The hidden movie soundtrack series#
A graduate of the Seoul Jazz Academy, he won the Hollywood Music in Media Award for this soundtrack for Squid Game - Netflix's most-watched series ever. In addition to his soundtracks for films Parasite and Okja, Jung has collaborated with K-pop artists such as Hyo Shin Park. Featuring the Budapest Scoring Orchestra and Choir, the music commemorates the 40th anniversary of the May 18th Democratic Uprising of Gwangju, South Korea. Using Psalm verses from the Bible as text, the new album includes choral a cappella, string ensemble, and electronics. (The teens’ note to the assistant principal reads, “What we found out is that each one of us is a brain, and an athlete, and a basket case, a princess, and a criminal.Upon signing, Jung's first project with Decca will be his choral-electronic album psalms, which will see its international release on July 22 in partnership with Universal Music Korea.
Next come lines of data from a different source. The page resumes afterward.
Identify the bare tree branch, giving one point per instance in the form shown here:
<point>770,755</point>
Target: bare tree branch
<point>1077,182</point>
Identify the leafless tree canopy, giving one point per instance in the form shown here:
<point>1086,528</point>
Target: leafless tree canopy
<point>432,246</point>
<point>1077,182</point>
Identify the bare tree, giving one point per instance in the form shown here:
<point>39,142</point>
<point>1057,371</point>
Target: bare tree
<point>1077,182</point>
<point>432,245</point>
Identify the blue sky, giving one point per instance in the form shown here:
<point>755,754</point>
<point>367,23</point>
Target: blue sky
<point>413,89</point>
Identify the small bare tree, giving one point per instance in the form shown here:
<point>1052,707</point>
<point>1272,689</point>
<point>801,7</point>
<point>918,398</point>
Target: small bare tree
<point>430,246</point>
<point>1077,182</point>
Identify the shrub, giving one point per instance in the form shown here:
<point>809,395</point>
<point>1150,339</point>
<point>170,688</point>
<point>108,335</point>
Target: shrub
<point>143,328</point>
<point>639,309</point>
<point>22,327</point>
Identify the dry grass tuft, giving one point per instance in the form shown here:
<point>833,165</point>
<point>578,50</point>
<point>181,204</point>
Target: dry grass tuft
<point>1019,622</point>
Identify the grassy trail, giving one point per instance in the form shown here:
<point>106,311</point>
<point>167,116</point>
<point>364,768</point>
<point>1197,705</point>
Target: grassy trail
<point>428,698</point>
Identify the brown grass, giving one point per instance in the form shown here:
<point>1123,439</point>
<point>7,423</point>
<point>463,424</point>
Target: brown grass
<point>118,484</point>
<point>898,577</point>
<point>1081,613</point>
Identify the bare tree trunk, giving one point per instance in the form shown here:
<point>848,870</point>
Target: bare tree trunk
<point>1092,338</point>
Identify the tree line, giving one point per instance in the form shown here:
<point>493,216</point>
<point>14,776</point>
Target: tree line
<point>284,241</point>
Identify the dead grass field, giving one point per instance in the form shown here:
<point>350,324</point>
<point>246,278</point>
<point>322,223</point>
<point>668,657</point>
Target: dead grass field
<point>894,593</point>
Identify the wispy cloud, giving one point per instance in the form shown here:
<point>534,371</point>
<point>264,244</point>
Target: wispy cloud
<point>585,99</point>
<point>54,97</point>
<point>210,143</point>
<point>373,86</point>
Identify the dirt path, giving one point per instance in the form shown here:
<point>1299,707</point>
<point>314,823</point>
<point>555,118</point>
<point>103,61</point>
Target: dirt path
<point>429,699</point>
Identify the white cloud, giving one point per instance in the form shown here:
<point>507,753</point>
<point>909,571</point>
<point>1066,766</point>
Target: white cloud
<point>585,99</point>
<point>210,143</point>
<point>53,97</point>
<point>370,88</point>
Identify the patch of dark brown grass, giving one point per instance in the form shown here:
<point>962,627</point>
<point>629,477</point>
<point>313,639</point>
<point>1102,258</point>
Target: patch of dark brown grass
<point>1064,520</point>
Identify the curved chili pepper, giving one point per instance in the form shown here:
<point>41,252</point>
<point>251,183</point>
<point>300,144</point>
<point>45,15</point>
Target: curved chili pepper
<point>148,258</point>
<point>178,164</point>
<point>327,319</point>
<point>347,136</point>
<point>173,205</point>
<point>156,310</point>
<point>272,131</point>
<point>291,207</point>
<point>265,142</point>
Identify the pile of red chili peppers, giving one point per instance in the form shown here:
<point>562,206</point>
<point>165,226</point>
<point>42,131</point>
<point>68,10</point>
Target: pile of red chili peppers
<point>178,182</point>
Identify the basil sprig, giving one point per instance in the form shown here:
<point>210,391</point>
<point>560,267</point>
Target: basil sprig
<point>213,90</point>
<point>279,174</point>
In the context of the movie, “Don’t You (Forget About Me)” plays as a lover’s forget-me-not-but equally as plea to those newly discovered selves. We watched the kids transform before our eyes, but we simply didn’t know if any of these newfound identities would stick for longer than a weekend. “Don’t You (Forget About Me)” was the perfect match for John Hughes’s gorgeous teen study The Breakfast Club. Can you honestly say you’ve never air-guitar-ed along to those opening two chords? Or yelped along to Jim Kerr’s outrageous “Hey! Hey! Hey! Heeeey!” chant that immediately follows? Yet part of the song’s tremendous power is the way it keeps pulling away just as its excitement peaks: “Will you walk away?” murmurs Kerr as the song faux-fades, before its final climax. There are some truly great songs on this list, but none that strike at your emotional jugular quite the way “Don’t You (Forget About Me)” does-right from the get-go. Written by Michael Chen, Brent DiCrescenzo, Andrew Frisicano, Sophie Harris, Oliver Keens, James Manning, Tristan Parker, Amy Plitt, Joshua Rothkopf, Hank Shteamer, Matthew Singer, Steve Smith, Sarah Theeboom and Kate Wertheimer. And in order to keep it strictly ’80s, we limited the list only to songs actually made in the decade – so no ‘Stand By Me’ or ‘Day-O’, as much as we’d want to include them. Here, though, we present the ultimate, canonical, indisputable ranking of the most radical songs from ’80s movies. But what are the absolute best songs from ’80s movies? Everyone has their personal favorites: the ones that instantly conjure memories (or at least fantasies) of spraying on Aquanet, throwing on some spandex and heading to the multiplex in your Delorean. Suffice to say, an ’80s movie can’t be considered a true ’80s movie if the soundtrack isn’t banging. And shoot, don’t even get us started on Purple Rain. Or Michael J Fox skating through Hill Valley without Huey Lewis crooning about ‘The Power of Love’. Or Ghostbusters without Ray Parker Jr.’s theme song. But try to imagine any John Hughes film without the new wave hits that accompanied them. Sure, the 1960s has a handful of songs still used to signal ‘ the ’60s, maaaan ’, and the 1990s produced some classic soundtracks. No decade combined music and movies quite like the ’80s.